I would normally publish this on my blog, however, I thought that LessWrong people might be interested in this topic. This sequence is about my experience creating a logical language, Sekko (still a work-in-progress).
What's a logical language?
Languages can be divided into two categories: natural languages, which arise...naturally, and constructed langugages, which are designed. Of constructed languages, there are two categories: artlangs, which are designed as works of art or as supplements to a world (think Quenya or Klingon), or engelangs (engineered languages), which are designed to fulfill a specific purpose.
Loglangs (logical languages) are a subset of engelangs. Not all engelangs are loglangs -- Toki Pona is a non-loglang engelang.
Despite the name, what constitutes a "loglang" is rather undefined. It's more of a "vibe" than anything. Still, I'll try to lay out various properties that loglangs have:
- Adherence to a logic system.
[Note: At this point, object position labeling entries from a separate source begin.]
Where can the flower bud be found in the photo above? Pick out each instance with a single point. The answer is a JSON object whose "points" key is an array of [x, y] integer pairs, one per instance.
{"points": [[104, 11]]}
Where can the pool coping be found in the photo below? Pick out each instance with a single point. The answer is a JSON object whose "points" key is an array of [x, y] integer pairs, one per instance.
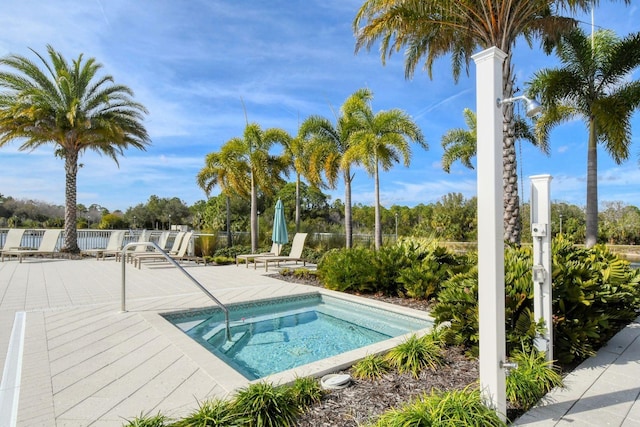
{"points": [[233, 380]]}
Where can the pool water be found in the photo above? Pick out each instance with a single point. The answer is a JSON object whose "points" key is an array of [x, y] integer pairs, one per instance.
{"points": [[276, 335]]}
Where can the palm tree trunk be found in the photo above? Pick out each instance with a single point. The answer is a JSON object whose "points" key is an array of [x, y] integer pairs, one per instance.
{"points": [[70, 212], [229, 236], [347, 209], [376, 209], [592, 187], [297, 203], [254, 216], [511, 198]]}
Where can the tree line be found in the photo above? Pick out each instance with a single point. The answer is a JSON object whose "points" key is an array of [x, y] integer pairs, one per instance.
{"points": [[452, 218]]}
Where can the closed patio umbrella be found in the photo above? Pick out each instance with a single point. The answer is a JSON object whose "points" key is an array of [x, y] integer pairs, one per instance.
{"points": [[279, 234]]}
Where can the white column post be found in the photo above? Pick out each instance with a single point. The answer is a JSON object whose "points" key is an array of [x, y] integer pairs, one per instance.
{"points": [[541, 233], [491, 298]]}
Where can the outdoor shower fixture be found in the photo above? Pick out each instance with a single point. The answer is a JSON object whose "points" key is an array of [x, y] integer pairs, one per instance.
{"points": [[533, 106], [541, 270]]}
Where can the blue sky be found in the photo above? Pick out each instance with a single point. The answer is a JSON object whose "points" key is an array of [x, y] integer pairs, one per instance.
{"points": [[192, 62]]}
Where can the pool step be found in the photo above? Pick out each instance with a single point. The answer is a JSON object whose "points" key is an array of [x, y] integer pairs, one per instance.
{"points": [[235, 339]]}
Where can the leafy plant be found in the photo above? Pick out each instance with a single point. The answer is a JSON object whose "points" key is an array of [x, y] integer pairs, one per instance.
{"points": [[451, 408], [595, 294], [348, 270], [416, 354], [533, 378], [223, 260], [370, 367], [211, 413], [267, 405], [143, 420], [306, 391]]}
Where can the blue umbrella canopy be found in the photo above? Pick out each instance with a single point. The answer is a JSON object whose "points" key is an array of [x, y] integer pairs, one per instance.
{"points": [[279, 234]]}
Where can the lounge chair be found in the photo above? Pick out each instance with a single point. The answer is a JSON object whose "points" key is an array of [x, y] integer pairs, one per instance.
{"points": [[114, 245], [175, 247], [47, 246], [181, 254], [275, 251], [163, 239], [13, 239], [294, 255], [138, 249]]}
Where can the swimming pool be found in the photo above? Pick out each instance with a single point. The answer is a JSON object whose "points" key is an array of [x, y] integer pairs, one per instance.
{"points": [[277, 335]]}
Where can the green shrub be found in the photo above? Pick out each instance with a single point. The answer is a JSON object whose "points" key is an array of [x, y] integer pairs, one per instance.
{"points": [[305, 392], [234, 250], [595, 294], [421, 279], [534, 377], [416, 354], [370, 367], [458, 306], [439, 409], [205, 245], [348, 270], [211, 413], [143, 420], [223, 260], [267, 405], [389, 261]]}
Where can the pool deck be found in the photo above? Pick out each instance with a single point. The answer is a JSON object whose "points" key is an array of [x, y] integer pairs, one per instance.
{"points": [[71, 357]]}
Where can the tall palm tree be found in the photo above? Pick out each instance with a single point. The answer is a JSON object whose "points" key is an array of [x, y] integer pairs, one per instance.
{"points": [[592, 83], [264, 169], [69, 106], [297, 155], [431, 29], [229, 174], [380, 140], [328, 144], [461, 144]]}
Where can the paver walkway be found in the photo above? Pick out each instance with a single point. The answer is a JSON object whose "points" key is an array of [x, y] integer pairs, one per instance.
{"points": [[85, 362], [602, 391]]}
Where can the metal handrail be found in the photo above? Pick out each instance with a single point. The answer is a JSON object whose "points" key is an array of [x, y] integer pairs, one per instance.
{"points": [[123, 305]]}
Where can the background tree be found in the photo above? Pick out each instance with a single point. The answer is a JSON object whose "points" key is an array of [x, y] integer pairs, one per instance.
{"points": [[329, 145], [457, 28], [380, 140], [594, 84], [265, 169], [69, 106], [230, 175]]}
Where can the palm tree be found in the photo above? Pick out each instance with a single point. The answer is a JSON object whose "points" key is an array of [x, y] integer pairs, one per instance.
{"points": [[592, 83], [380, 140], [297, 155], [432, 29], [69, 106], [264, 169], [461, 144], [328, 144], [229, 174]]}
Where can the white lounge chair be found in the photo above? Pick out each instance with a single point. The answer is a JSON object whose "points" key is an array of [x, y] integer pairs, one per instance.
{"points": [[13, 239], [47, 246], [181, 254], [114, 245], [275, 251], [138, 249], [297, 246], [175, 247]]}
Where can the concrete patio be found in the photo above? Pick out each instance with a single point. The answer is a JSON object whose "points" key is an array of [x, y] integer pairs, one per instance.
{"points": [[70, 357]]}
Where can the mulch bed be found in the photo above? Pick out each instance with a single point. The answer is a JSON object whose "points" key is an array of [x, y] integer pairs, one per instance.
{"points": [[365, 400]]}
Most logical languages have second-order logic. Toaq and Lojban have plural logic; Eberban has singular logic.
- Self-segregating morphology (SSM). SSM refers to a morphology (scheme for making word forms) such that word boundaries can be unambiguously determined. Several schemes exist: Lojban uses stress and consonant clusters, Toaq uses tone contours, Eberban and Sekko use arbitrary phoneme classification. Sekko's SSM will be discussed in later posts.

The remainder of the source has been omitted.